4 - O brasileiro quer SUVs

O Renault Kwid antecipou uma tendência quase mundial: a de que até mesmo os carros de entrada terão pegada aventureira típica dos SUVs. É uma suspensão mais alta para evitar raspões em rampa, uma moldura plástica nas caixas de roda que evitam danos maiores ao raspar em uma pilastra ou um rack no teto que na maior parte do tempo não serve para nada.

É por isso que o novo carro de entrada da Volkswagen será justamente um Polo Track. E também é por isso que a nova geração do Gol tende a ser um SUV menor que Nivus e T-Cross. Fato é que, mesmo que mantenha o nome, o novo carro só será lançado em 2024. Haverá um hiato na produção do Gol que nunca foi visto desde o seu lançamento, em 1980.

 

5 - Carro de locadora

Após anos como coadjuvante entre os carros compactos, o Volkswagen Gol viu suas vendas dispararem em 2020. Foram 71.151 unidades emplacadas no ano, ocupando a quarta posição no ranking geral entre os automóveis.
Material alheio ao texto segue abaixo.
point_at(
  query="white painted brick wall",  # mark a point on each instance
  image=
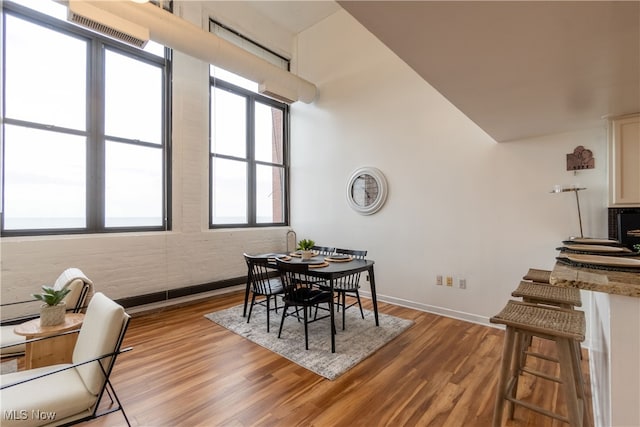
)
(130, 264)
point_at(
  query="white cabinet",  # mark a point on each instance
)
(624, 161)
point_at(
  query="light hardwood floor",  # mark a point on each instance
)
(185, 370)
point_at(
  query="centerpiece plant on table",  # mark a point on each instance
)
(54, 308)
(305, 246)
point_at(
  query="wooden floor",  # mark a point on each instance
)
(185, 370)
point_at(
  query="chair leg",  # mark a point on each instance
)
(503, 381)
(333, 327)
(306, 333)
(284, 314)
(253, 301)
(567, 372)
(359, 303)
(268, 320)
(344, 308)
(516, 368)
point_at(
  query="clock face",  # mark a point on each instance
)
(364, 190)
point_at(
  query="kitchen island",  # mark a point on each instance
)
(615, 340)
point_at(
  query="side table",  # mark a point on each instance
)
(49, 351)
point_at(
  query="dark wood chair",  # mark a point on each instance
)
(348, 286)
(264, 282)
(302, 296)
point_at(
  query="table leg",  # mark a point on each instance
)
(246, 293)
(374, 298)
(331, 316)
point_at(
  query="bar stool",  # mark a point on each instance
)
(539, 293)
(564, 328)
(537, 275)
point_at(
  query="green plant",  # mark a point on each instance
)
(51, 296)
(306, 244)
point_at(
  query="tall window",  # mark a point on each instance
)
(85, 125)
(248, 160)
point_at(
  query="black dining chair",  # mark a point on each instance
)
(347, 286)
(324, 250)
(264, 282)
(300, 295)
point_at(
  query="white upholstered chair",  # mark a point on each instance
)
(70, 391)
(81, 291)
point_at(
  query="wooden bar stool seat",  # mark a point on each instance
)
(563, 327)
(538, 293)
(537, 275)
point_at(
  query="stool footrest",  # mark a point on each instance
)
(541, 375)
(539, 409)
(541, 356)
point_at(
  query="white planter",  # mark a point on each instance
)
(52, 315)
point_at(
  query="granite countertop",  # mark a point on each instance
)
(611, 282)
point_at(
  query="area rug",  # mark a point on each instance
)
(359, 340)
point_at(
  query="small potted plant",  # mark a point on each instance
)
(305, 247)
(54, 308)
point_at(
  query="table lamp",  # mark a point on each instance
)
(575, 189)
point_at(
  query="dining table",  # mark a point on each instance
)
(321, 267)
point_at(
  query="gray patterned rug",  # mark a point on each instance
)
(359, 340)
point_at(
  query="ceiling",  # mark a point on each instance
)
(295, 16)
(518, 69)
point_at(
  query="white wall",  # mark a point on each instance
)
(459, 203)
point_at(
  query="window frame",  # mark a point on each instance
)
(97, 45)
(250, 160)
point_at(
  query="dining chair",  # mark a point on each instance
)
(302, 297)
(348, 286)
(324, 250)
(264, 282)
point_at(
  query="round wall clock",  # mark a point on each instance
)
(366, 190)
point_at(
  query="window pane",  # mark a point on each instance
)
(45, 184)
(45, 75)
(229, 188)
(268, 133)
(228, 123)
(269, 194)
(133, 193)
(133, 99)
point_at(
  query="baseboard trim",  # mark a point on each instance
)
(460, 315)
(173, 294)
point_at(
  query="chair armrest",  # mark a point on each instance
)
(48, 337)
(67, 367)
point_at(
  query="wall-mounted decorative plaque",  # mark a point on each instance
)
(581, 158)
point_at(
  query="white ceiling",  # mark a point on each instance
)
(518, 69)
(296, 16)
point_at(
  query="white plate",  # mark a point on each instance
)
(596, 248)
(604, 260)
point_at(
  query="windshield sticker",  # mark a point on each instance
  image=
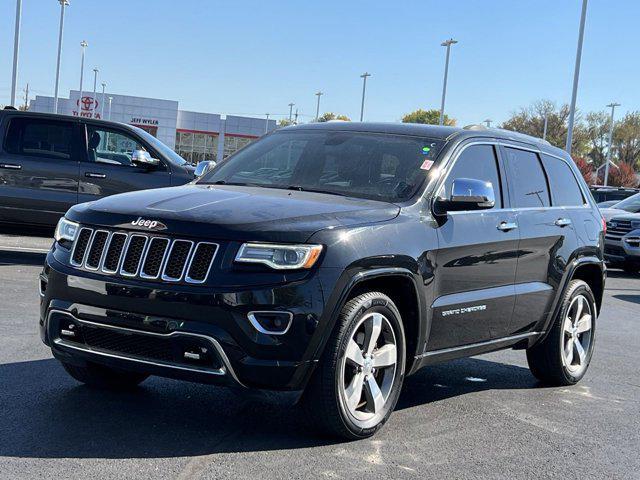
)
(426, 165)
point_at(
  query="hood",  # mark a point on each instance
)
(232, 212)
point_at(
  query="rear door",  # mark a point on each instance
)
(107, 168)
(547, 236)
(476, 258)
(39, 166)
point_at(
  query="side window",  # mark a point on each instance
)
(477, 162)
(564, 186)
(527, 182)
(111, 146)
(40, 138)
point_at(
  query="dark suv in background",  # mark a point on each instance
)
(49, 163)
(332, 260)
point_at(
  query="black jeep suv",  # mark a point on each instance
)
(330, 261)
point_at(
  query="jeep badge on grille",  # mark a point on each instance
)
(149, 224)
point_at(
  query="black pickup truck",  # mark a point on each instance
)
(48, 163)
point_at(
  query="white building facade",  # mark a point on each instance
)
(193, 135)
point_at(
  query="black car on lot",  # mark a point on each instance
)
(330, 261)
(49, 163)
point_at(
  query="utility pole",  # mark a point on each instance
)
(16, 48)
(291, 111)
(613, 106)
(318, 94)
(63, 3)
(364, 88)
(576, 76)
(447, 44)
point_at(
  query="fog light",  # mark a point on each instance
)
(271, 322)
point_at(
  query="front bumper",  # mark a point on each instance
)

Mas foi o carro mais vendido do Brasil em vendas diretas, com 50.494 emplacamentos. 71% de todos os Gol vendidos em 2020 foram destinados a empresas.

A tendência segue em 2021. De janeiro a outubro, dos 51.035 VW Gol emplacados, 34.500 foram para empresas, quase 68% do total. Isso tem explicação: quando a produção de carros com mais equipamentos eletrônicos parou, havia maior disponibilidade de produção do Gol, justamente por ser um projeto mais antigo. Não à toa, locadoras compraram grandes lotes do hatch.

Vendas diretas não são as mais lucrativas para as fabricantes, que acabam lucrando pela quantidade. Em momentos normais, porém, ajudam a compor a demanda para manter o ritmo de produção ideal. Com a crise dos semicondutores, essa equação está cada vez mais inalcançável.